Requirements for Managing Identity Providers

OneStream IdentityServer Setup and System Configuration

To manage identity providers, you must:

By default, the system configuration is enabled for the feature to manage identity providers. If you need support with the system configuration, submit a Support ticket.

Required System Security Role

You need group-based access to the ManageIdentityProviders system security role to manage identity providers. By default, the Administrators group is assigned to this role.

To assign the required role to a group, you must have the ManageSystemSecurityRoles role. To add users to an existing group, you must have the ManageSystemSecurityGroups role.

See:

Apply Security Role

The following instructions provide an example of applying security roles. This may be configured differently depending on your security needs.

Assign the ManageIdentityProviders role to the users who will manage identity providers. Ensure the users are in the appropriate group, then assign the group to the role.

  1. If one does not exist, create a group to which you will add all users who will work with identity providers.

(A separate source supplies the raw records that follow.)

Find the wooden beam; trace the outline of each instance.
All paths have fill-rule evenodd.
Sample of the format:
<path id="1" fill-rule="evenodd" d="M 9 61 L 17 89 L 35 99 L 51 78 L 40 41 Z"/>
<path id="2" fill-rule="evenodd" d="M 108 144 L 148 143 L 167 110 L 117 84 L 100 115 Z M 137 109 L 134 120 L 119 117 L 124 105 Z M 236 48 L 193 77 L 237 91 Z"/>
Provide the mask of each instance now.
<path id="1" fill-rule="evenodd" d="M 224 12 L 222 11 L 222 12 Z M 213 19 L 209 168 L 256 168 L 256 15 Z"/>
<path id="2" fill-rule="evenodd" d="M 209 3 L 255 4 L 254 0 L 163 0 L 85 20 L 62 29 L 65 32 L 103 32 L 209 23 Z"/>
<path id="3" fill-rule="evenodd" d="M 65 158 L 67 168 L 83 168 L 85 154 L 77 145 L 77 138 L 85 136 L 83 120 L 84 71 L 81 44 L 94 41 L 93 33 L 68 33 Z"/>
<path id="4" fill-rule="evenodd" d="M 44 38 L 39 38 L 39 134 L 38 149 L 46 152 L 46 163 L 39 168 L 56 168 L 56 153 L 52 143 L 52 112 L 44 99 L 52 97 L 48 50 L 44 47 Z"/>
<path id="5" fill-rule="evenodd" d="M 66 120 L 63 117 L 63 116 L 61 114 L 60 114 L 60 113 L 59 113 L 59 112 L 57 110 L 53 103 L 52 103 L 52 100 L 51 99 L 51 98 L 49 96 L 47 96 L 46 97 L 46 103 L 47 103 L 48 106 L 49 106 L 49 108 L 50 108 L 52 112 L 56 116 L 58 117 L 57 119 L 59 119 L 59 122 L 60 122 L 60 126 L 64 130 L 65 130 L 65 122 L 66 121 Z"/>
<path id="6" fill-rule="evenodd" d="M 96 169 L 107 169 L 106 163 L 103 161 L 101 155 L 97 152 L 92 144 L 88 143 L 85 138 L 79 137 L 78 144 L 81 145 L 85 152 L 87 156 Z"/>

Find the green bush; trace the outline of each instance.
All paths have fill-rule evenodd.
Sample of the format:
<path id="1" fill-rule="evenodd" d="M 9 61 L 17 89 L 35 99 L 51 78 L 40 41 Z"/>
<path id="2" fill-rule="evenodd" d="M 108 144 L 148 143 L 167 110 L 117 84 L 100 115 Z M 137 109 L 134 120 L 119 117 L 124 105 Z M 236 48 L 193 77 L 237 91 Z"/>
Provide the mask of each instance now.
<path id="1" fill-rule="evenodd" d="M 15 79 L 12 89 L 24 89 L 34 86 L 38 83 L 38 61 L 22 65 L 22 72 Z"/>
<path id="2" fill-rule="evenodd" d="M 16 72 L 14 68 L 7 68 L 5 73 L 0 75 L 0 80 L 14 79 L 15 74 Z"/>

Otherwise, go to step 2.

    1. Go to System > Administration > Security.

    2. Click the Create Group icon.

      The security page has a toolbar row at the top of the page with icons. The Create Group icon is highlighted. It has the silhouettes of three users with a blue circle connecting them as a group.

    3. Enter a group name and description that reflects how users will work with identity providers. For example, use IdP Managers as the group name for users who will manage identity providers, and assign the ManageIdentityProviders role.

      The Create Group page has a grid with row headings that have a gray background with black text and can be expanded to display fields with a white background and black text. This example displays the Name, Description, and Child Groups and Users fields. The Name field has the example text: IdP Managers. The Description field has the example text: Users who will manage identity providers.

    4. In Group Membership > Child Groups and Users, click the Add Child Groups icon or the Add Users icon to include the users or groups of users who will manage identity providers.

      The Add Child Groups dialog box displays the list of child groups on the left of the screen as the Source List. Instructions explain that you can double-click or drag items to the right of the screen to add them to the Result List. There is also a field at the top of the screen that can be used to search for a specific child group.

    5. Click the Save icon.

  2. Click System Security Roles, and then click the ellipsis next to ManageIdentityProviders.

    The System Security Roles page has a grid with row headings that have a gray background with black text and can be expanded to display fields with a white background and black text. This example highlights the role ManageIdentityProviders and an ellipsis next to the role.

  3. Select the group containing the users who will manage identity providers.

    The Object Lookup dialog box displays the list of security groups. This example highlights the option IdP Managers.

  4. Click the OK button, then click the Save icon.

See Managing Users and Groups in the Design and Reference Guide.